Make sure you have the correct version of traineddata for your ``tesseract --version``.

You can list the current supported languages on your system using the ``get_languages`` function:

.. code:: python

from tesserocr import get_languages

print(get_languages('/usr/share/tessdata')) # or any other path that applies to your system

Usage
=====

Initialize and re-use the tesseract API instance to score multiple
images:

.. code:: python

from tesserocr import PyTessBaseAPI

images = ['sample.jpg', 'sample2.jpg', 'sample3.jpg']

with PyTessBaseAPI() as api:
for img in images:
api.SetImageFile(img)
print(api.GetUTF8Text())
print(api.AllWordConfidences())
# api is automatically finalized when used in a with-statement (context manager).
# otherwise api.End() should be explicitly called when it's no longer needed.

``PyTessBaseAPI`` exposes several tesseract API methods.
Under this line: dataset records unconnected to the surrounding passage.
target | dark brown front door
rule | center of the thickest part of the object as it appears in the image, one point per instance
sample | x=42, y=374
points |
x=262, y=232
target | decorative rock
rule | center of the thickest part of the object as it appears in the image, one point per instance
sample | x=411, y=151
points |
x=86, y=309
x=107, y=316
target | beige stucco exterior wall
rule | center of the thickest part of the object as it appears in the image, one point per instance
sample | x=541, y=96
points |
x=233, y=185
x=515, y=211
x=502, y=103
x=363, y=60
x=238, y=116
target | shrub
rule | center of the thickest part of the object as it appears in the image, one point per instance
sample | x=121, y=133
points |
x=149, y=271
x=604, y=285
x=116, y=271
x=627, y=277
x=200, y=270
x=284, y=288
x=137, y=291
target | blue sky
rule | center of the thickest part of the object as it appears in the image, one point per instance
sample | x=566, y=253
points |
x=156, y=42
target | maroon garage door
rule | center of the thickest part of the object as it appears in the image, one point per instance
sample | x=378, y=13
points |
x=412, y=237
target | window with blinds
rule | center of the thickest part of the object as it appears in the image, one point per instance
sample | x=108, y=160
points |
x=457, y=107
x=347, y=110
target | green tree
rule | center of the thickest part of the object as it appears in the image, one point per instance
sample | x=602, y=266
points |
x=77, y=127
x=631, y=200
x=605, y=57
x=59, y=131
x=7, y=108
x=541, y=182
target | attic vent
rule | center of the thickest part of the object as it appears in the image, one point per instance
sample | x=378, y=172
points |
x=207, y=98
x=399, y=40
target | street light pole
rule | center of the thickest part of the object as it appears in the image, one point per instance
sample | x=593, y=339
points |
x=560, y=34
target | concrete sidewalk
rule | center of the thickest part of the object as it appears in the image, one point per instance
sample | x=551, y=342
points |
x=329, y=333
Make sure you
read their docstrings for more info.

Basic example using available helper functions:

.. code:: python

import tesserocr
from PIL import Image

print(tesserocr.tesseract_version()) # print tesseract-ocr version
print(tesserocr.get_languages()) # prints tessdata path and list of available languages

image = Image.open('sample.jpg')
print(tesserocr.image_to_text(image)) # print ocr text from image
# or
print(tesserocr.file_to_text('sample.jpg'))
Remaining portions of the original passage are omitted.